Before I read this book, I had seen a ton of buzz about it on my twitter feed, so I had pretty high expectations going into it. I won’t say I was disappointed by it, because I really did enjoy reading it; it was one of those books you kept wanting to read ‘just one more chapter of’. However, it wasn’t as explosive of a read as I thought it was going to be because the twists were either non-existant or easy to anticipate. Her Pretty Face by Robyn Harding is another example of the domestic thriller that seems to be on everyone’s TBR these days, but I think this book’s impact will vary based on where you lived in Canada. Let me explain…
In the early 90’s, there was a famous criminal case involving Paul Bernardo and Karla Homolka, who raped, tortured and killed numerous girls. Karla was released after only a few years, much to the public’s horror, and since then has been spotted out in public, now a mother with two children. It was this case that Harding used as a jumping point for her latest book. Because the crimes took place in Ontario, and having grown up there myself I recognized the basis for the plot of Her Pretty Face immediately, and I vividly remember this being in the news as a kid, so I found the storyline particular disturbing.

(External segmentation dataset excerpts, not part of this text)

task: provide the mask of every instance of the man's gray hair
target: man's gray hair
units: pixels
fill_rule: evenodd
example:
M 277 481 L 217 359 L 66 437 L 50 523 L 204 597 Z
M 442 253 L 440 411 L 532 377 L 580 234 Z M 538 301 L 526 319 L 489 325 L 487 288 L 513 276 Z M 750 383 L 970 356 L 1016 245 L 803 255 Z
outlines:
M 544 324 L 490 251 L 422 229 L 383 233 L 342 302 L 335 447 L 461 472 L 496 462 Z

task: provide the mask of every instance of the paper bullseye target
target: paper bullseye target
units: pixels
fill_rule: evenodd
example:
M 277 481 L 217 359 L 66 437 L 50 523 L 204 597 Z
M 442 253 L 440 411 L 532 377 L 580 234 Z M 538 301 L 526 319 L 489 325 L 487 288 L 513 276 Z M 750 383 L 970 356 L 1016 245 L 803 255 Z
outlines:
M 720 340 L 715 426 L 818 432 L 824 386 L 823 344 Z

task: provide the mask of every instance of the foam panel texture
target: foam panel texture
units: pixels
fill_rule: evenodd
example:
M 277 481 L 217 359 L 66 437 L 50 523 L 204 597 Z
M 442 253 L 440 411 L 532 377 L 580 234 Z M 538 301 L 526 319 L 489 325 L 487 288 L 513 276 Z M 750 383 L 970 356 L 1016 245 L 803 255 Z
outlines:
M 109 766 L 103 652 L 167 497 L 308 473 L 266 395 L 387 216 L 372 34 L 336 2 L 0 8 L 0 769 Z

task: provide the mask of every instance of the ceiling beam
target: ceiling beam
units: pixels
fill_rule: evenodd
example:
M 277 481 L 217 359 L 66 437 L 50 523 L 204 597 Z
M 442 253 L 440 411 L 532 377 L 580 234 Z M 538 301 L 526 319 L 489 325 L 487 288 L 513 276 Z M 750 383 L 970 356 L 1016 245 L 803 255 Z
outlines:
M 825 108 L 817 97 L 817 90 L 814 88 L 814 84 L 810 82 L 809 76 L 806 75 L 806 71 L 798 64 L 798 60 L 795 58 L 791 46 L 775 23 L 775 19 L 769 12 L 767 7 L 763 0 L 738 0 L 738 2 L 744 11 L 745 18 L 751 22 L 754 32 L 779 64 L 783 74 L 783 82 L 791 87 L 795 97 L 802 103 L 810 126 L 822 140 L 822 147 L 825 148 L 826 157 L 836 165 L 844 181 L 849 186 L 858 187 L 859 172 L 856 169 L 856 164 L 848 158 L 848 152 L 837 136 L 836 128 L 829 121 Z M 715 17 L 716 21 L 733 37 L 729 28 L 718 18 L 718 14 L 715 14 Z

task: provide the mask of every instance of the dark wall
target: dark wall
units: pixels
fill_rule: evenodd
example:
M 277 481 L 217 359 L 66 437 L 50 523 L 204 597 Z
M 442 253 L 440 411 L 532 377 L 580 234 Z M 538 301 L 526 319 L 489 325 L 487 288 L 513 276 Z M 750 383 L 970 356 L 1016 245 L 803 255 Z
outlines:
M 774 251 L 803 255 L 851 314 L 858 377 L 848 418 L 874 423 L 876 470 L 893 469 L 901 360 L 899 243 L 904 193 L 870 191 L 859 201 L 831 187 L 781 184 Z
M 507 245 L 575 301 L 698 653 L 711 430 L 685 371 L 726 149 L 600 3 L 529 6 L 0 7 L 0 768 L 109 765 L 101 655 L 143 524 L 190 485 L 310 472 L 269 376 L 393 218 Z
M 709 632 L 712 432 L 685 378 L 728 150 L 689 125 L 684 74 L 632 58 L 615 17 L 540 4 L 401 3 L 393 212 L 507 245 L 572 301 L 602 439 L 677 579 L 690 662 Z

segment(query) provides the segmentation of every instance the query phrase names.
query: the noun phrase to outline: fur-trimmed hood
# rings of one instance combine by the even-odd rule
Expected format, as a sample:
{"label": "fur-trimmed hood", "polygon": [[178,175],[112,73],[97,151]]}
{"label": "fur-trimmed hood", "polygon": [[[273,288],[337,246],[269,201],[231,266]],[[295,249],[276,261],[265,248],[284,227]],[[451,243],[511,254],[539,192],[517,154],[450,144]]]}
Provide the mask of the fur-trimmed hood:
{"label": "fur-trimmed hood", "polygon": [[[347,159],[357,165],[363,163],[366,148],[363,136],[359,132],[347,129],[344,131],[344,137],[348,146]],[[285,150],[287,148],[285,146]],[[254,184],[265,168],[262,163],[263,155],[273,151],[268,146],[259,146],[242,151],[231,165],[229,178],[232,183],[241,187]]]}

Harding tells the story of Francis, a self-conscious mother of pre-teen Marcus who has various personality disorders and has just begun attending a prestigious private school in their community. Kate is the beautiful, confidant mother of Charlie who also attends the same school as Marcus, and all four becomes fast friends. The only problem is, one of the mothers is a murderer. As the book progresses, we discover which one, and the fallout between the families and their communities as the truth emerges.
As a thriller this book could be better, for the reasons I mentioned above. However, it does raise really fascinating questions which are generally ignored by other books I’ve read in the same genre, therefore I do recommend reading it. For instance-what happens when a convicted killer is released from prison, and attempts to make a new life, even going so far as starting a family? Should that person be allowed to pick up their child up from school, knowing they will be exposed to children? My initial answer would be ‘no’, because as a parent, I would find that terrifying, however, as a society we must believe in forgiveness and rehabilitation, otherwise every murder would come with an automatic life sentence.
So, thriller lovers may be a bit disappointed with the plotting of this book, but literary-lovers like me will find it thought-provoking and worth the time.